Тварь притворилась, что атакует; Сетракян сразу же сделал встречный выпад, давая понять: пощады не будет. Старый вампир перепрыгнул на другую консоль, топча туфлями хрупкие устройства управления высокоточными и крайне чувствительными приборами, изобиловавшими в этом зале. Сетракян быстро повернулся, стараясь не спускать с твари глаз, и вдруг почувствовал, что у него подгибаются ноги.
Левой рукой он по-прежнему сжимал свою трость, служившую деревянными ножнами для меча. Сетракян поднес эту руку к груди и вдавил костяшки узловатых пальцев в точку, расположенную над сердцем.
Твой пульс крайне неровен.
Сетракян вздрогнул и зашатался. Он немного преувеличил свое недомогание, но не для Айххорста. Его правая рука была согнута, и тем не менее он высоко держал меч.

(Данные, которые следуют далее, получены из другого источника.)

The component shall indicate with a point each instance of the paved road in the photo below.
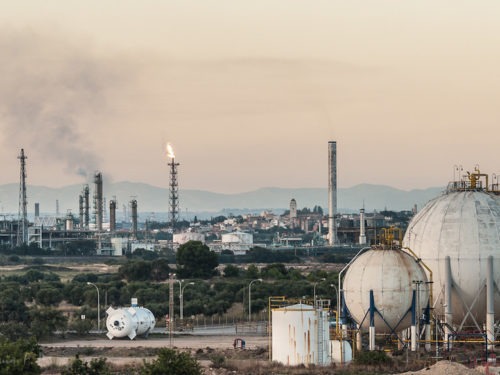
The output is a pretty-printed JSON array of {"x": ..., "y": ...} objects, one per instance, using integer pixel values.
[{"x": 187, "y": 341}]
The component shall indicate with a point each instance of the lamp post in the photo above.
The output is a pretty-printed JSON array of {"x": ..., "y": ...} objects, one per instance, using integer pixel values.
[
  {"x": 181, "y": 297},
  {"x": 98, "y": 307},
  {"x": 314, "y": 290},
  {"x": 250, "y": 298}
]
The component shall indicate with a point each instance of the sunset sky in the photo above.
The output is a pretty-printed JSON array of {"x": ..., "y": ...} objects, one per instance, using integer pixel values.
[{"x": 249, "y": 92}]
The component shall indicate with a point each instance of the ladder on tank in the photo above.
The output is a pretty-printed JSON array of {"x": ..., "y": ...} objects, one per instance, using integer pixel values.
[{"x": 321, "y": 309}]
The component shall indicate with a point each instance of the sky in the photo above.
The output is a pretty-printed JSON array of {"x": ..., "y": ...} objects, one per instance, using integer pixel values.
[{"x": 249, "y": 93}]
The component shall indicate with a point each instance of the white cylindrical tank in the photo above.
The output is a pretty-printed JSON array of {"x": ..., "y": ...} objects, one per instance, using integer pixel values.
[
  {"x": 392, "y": 275},
  {"x": 129, "y": 322},
  {"x": 237, "y": 238},
  {"x": 464, "y": 226},
  {"x": 300, "y": 336},
  {"x": 182, "y": 238}
]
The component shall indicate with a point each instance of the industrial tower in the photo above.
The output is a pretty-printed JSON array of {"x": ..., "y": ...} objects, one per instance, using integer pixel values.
[
  {"x": 174, "y": 194},
  {"x": 98, "y": 201},
  {"x": 22, "y": 233}
]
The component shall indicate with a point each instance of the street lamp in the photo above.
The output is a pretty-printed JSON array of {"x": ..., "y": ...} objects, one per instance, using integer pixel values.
[
  {"x": 314, "y": 290},
  {"x": 98, "y": 307},
  {"x": 250, "y": 298},
  {"x": 181, "y": 297}
]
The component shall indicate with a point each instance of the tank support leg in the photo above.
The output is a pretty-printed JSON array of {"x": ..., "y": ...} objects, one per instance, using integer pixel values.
[
  {"x": 371, "y": 345},
  {"x": 448, "y": 311},
  {"x": 490, "y": 305}
]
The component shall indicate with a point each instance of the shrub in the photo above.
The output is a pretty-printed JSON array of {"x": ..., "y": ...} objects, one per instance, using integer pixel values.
[{"x": 170, "y": 362}]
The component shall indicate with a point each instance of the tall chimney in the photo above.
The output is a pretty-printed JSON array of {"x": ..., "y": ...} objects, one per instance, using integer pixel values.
[
  {"x": 362, "y": 231},
  {"x": 332, "y": 191},
  {"x": 112, "y": 215},
  {"x": 98, "y": 200},
  {"x": 86, "y": 210},
  {"x": 133, "y": 205},
  {"x": 80, "y": 210}
]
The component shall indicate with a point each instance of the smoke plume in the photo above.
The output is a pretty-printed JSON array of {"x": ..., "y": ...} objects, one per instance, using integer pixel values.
[{"x": 50, "y": 91}]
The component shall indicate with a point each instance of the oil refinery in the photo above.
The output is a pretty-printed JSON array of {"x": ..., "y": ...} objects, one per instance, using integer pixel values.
[{"x": 427, "y": 289}]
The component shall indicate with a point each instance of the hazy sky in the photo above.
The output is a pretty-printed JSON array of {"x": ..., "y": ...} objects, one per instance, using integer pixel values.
[{"x": 249, "y": 92}]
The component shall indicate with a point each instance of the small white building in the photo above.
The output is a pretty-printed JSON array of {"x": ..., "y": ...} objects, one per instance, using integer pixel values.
[
  {"x": 238, "y": 242},
  {"x": 182, "y": 238},
  {"x": 300, "y": 335}
]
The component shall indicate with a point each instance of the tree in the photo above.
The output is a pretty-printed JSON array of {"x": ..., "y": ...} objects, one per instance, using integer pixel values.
[
  {"x": 19, "y": 357},
  {"x": 231, "y": 271},
  {"x": 160, "y": 269},
  {"x": 45, "y": 321},
  {"x": 138, "y": 270},
  {"x": 196, "y": 260},
  {"x": 170, "y": 362}
]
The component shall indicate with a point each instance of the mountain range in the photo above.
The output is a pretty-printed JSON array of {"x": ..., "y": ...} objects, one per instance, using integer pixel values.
[{"x": 152, "y": 199}]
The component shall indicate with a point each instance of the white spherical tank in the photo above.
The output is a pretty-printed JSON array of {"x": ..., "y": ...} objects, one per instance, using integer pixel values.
[
  {"x": 129, "y": 322},
  {"x": 145, "y": 319},
  {"x": 464, "y": 226},
  {"x": 392, "y": 275}
]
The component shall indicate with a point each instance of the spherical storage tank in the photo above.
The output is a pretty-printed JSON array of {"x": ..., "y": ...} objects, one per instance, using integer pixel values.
[
  {"x": 132, "y": 321},
  {"x": 464, "y": 226},
  {"x": 392, "y": 275}
]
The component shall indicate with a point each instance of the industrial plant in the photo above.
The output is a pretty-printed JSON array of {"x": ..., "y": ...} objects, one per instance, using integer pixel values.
[
  {"x": 434, "y": 288},
  {"x": 427, "y": 287}
]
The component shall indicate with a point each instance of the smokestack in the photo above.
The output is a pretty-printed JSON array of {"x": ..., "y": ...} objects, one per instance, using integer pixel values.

Айххорст спрыгнул на пол и вгляделся в Сетракяна. Его лицо чуть-чуть изменилось — во взгляде проступило что-то отдаленно похожее на ностальгию.
Я больше не ограничен сердцебиением. Движением воздуха в легких. Дешевыми шестеренками и медленным тиканьем человеческих часов.
Сетракян оперся на консоль. Он ждал, когда к нему вернутся силы.
А ты что же, скорее погибнешь, чем продолжишь существование в более совершенном облике?
— Лучше умереть человеком, чем жить чудовищем, — сказал Сетракян.
Ты что же, не видишь, что для всех низших существ вы и есть чудовища? Это вы захватили планету для собственных нужд. Но всякому терпению приходит конец. Вот он и пришел.
В глазах Айххорста что-то мелькнуло, его мигательные перепонки сдвинулись, оставив только узкие щели.
Он приказывает мне обратить тебя. Я не жажду твоей крови. Иудейский инбридинг укрепил вашу линию крови, и в результате получился винтаж столь же соленый, минерализованный и мутный, как вода реки Иордан.
— Ты не обратишь меня. Сам Владыка не смог меня обратить.
Айххорст передвигался бочком, пока еще не пытаясь сократить дистанцию.
Твоя жена боролась, но не кричала. Я подумал, что это странно. Она даже не хныкала. Лишь произнесла одно-единственное слово. «Авраам».
Сетракян решил не обращать внимания на подстрекания Айххорста: ему было важно лишь, чтобы вампир подошел поближе.
— Она знала, каким будет конец, — сказал Авраам. — В свои последние минуты она даже нашла утешение, понимая, что когда-нибудь я отомщу за нее.
Она шептала твое имя, а тебя там не было. Интересно, что будешь выкрикивать ты в свой последний момент.
Сетракян уже почти опустился на одно колено, но все же, уперши кончик меча в пол и используя лезвие как костыль, удержался от падения.
Отложи оружие в сторону, еврей.
Сетракян поднял меч и взялся за рукоятку верхним захватом, словно бы для того, чтобы изучить состояние кромки старого серебряного лезвия. Он осмотрел набалдашник в виде волчьей головы, оценил, как он уравновешивает клинок.
Смирись со своей судьбой.
— Ах, так ведь я уже смирился, — сказал Сетракян, глядя на Айххорста, стоявшего всего в полутора метрах от него.
В этот бросок Сетракян вложил все свои силы. Меч пересек пространство между ними и вошел в Айххорста точно под пластроном, идеально посередине туловища, ровнехонько между пуговицами жилета. Вампир повалился спиной на консоль, заводя руки назад, словно пытаясь сохранить равновесие. В его теле сидело убийственное серебро, и он не мог дотронуться до него, чтобы вытащить лезвие. Почти сразу же Айххорст начал корчиться — вироцидное действие серебра стало распространяться во все стороны от раны, словно в теле вампира принялась расти жгучая раковая опухоль. Вокруг лезвия проступила белая кровь, а вместе с ней и первые черви, спасающиеся бегством.
Сетракян заставил себя подняться в полный рост. Слегка пошатываясь, он приблизился к Айххорсту. В нем не было триумфального чувства победы, и даже удовлетворение он испытывал в самой малой степени. Убедившись, что глаза вампира смотрят прямо на него — и, разумеется, глаза Владыки тоже, — Сетракян сказал:
— Через него ты отнял у меня мою любовь. Теперь тебе придется обратить меня лично.
Затем он ухватился за рукоятку меча и медленно вытянул лезвие из груди Айххорста.
Вампир все еще опирался спиной на консоль, хватая руками пустоту. Он начал заваливаться вправо, начал одеревенело клониться, а Сетракян, пусть и обессиленный, предвосхитил траекторию его падения и, выбрав нужную точку, уткнул в пол острие своего меча. Лезвие замерло под углом сорок градусов — под тем же углом, под которым скошен нож гильотины.